I think this gets at something important, but I’d suggest a still deeper reason for the value of democracy: it’s the political expression of our moral belief in human equality. That’s why the benefit-calculus approach to democracy seems somehow mistaken—“all men are created equal” is an uneasy partner to “so what have you done for me lately?” People who are equal deserve a political system that respects them as such, and which gives them the opportunity to realize their moral equality by autonomously directing their own lives. On this logic, participation is a good thing, but it’s not the core value of democracy—since a universal right to participation can still be compatible with unacceptable forms of inequality (not unlike the situation we now face).
Indeed, focusing on equality shows why the examples Bernstein proposes aren’t really in tension at all. There’s nothing inconsistent or anti-democratic, as he suggests, in constraining some forms of participation and not others. From the perspective of equality, the unfettered influence of the rich is anti-democratic, and so are Republican attempts at voter suppression. In fact, strict limits on campaign finance and opposition to voter ID laws would further, rather than limit, the goal of “participation and popular control.”

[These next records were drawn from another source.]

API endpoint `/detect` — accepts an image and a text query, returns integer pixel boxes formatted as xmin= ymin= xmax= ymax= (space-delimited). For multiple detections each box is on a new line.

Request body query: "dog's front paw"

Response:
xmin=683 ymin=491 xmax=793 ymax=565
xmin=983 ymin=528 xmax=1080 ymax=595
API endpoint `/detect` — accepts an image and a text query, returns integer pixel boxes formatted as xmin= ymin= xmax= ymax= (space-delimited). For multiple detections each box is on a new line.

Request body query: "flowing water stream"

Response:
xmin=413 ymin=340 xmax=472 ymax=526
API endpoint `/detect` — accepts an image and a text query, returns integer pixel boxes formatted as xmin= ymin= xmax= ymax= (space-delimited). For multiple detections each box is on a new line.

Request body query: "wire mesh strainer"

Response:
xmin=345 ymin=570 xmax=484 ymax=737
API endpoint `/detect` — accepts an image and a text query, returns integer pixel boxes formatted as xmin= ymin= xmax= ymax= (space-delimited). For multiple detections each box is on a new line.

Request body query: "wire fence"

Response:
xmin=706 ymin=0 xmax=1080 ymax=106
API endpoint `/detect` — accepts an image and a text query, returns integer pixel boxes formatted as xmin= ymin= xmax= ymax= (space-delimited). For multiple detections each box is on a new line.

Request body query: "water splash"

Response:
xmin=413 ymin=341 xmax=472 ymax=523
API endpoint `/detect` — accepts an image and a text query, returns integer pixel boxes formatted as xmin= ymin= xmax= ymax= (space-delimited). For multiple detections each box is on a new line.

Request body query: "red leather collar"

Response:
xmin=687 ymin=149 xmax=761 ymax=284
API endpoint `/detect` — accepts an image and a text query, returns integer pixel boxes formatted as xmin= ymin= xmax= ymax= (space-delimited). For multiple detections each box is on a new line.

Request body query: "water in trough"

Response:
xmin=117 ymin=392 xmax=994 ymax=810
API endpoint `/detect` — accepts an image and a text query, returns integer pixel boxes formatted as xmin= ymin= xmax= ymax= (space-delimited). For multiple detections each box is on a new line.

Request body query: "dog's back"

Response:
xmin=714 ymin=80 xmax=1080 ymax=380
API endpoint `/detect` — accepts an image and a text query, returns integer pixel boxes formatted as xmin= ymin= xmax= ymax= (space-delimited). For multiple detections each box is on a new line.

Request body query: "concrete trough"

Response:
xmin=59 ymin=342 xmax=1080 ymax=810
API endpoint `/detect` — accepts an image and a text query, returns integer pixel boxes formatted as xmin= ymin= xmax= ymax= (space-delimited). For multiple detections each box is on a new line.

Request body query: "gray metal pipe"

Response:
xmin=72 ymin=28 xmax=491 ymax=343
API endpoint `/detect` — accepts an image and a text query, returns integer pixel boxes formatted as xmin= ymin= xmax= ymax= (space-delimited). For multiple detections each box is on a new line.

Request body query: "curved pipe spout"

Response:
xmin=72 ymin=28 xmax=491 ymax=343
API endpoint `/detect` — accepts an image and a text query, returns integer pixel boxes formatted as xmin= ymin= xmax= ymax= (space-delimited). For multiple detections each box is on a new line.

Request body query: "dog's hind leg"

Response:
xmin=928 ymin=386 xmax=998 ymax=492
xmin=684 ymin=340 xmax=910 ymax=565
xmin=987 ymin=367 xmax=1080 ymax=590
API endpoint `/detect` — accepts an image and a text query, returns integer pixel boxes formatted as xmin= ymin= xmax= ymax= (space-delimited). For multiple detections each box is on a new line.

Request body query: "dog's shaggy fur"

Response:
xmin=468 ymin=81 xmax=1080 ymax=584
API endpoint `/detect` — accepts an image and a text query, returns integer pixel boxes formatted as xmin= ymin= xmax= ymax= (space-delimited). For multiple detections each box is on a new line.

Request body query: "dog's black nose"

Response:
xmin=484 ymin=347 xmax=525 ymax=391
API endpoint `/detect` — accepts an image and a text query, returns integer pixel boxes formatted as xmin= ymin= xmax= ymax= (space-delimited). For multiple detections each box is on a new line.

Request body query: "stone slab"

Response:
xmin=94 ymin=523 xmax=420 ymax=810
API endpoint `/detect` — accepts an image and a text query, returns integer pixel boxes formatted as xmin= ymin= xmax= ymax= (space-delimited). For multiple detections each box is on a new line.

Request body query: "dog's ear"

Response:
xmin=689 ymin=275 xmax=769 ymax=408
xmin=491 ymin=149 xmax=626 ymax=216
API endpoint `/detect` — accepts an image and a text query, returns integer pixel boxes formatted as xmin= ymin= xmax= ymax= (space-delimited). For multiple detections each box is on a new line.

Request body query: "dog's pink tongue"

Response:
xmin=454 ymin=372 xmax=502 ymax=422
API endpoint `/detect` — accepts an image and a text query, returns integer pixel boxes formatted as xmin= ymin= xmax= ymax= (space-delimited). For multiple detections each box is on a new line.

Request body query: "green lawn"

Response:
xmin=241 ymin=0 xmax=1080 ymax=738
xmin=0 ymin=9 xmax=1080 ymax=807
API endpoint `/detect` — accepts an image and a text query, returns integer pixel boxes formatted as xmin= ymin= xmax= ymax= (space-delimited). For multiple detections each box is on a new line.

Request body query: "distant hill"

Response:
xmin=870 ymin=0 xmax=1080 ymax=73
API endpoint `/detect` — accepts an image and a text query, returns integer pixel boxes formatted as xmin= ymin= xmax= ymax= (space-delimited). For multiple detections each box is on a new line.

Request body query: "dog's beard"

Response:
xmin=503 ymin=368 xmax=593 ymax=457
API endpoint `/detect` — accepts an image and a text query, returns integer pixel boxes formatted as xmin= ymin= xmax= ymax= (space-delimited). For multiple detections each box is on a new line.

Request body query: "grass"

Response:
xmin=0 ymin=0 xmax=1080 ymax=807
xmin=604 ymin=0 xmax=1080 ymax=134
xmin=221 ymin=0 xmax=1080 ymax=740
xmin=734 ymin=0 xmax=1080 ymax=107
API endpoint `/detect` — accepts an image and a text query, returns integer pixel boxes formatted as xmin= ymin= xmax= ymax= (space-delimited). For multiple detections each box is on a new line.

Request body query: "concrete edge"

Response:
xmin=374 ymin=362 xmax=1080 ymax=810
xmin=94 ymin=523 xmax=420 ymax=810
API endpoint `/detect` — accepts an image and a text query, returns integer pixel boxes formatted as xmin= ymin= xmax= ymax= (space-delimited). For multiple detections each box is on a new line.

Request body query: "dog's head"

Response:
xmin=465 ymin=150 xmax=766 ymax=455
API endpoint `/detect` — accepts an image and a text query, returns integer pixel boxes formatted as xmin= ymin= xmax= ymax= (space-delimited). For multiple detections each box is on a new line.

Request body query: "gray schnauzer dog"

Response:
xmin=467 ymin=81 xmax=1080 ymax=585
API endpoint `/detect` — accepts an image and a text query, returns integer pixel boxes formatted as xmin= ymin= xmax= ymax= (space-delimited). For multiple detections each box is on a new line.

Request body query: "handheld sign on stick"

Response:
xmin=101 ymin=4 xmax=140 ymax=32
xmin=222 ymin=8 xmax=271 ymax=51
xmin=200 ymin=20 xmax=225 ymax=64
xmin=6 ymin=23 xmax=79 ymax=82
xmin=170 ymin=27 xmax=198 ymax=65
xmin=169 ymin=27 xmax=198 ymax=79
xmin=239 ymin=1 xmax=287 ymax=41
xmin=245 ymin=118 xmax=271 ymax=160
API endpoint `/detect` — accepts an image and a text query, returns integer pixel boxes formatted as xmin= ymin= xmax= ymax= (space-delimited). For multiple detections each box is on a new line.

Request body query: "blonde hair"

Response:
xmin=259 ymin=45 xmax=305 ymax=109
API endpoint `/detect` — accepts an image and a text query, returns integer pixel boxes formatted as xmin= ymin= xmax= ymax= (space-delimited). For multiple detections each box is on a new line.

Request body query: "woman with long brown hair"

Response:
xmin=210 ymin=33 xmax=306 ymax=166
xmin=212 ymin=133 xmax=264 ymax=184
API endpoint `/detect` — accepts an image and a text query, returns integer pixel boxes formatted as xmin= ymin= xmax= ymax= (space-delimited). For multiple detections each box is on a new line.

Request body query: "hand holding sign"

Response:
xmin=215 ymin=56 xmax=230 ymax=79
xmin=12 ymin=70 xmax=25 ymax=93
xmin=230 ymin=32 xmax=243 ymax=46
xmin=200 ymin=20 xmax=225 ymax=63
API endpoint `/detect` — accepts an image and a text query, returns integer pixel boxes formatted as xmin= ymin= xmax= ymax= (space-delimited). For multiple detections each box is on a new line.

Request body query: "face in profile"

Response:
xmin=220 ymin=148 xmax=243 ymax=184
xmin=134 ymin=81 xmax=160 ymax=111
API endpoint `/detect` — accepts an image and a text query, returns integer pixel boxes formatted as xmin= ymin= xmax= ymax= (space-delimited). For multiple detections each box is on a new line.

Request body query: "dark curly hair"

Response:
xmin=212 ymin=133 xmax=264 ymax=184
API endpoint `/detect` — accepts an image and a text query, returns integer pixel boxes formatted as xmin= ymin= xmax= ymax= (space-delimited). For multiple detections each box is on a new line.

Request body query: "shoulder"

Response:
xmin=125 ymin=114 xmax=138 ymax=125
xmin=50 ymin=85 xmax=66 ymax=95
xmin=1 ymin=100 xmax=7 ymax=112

Democracy has meant different things to different observers. It was seen by some ancient thinkers as self-interested domination by the poor. It has been analyzed as a bulwark against war and celebrated as a social leveler. Some have praised its policy outcomes; others have taken a far more dim view. But the contemporary American understanding of democracy is indebted to Lincoln, perhaps more than any other figure, and it was Lincoln who refashioned Jefferson’s words to show that the preservation of the Union was also the enactment of a long-deferred proposition, a “new birth of freedom.” To say that “all men are created equal” committed one to government “of the people, by the people, for the people,” which in turn linked the preservation of the Union to the destruction of the Slave Power. That’s one lesson of the war, and of the past week, and it’s another reason why the flag should never have gone up in the first place.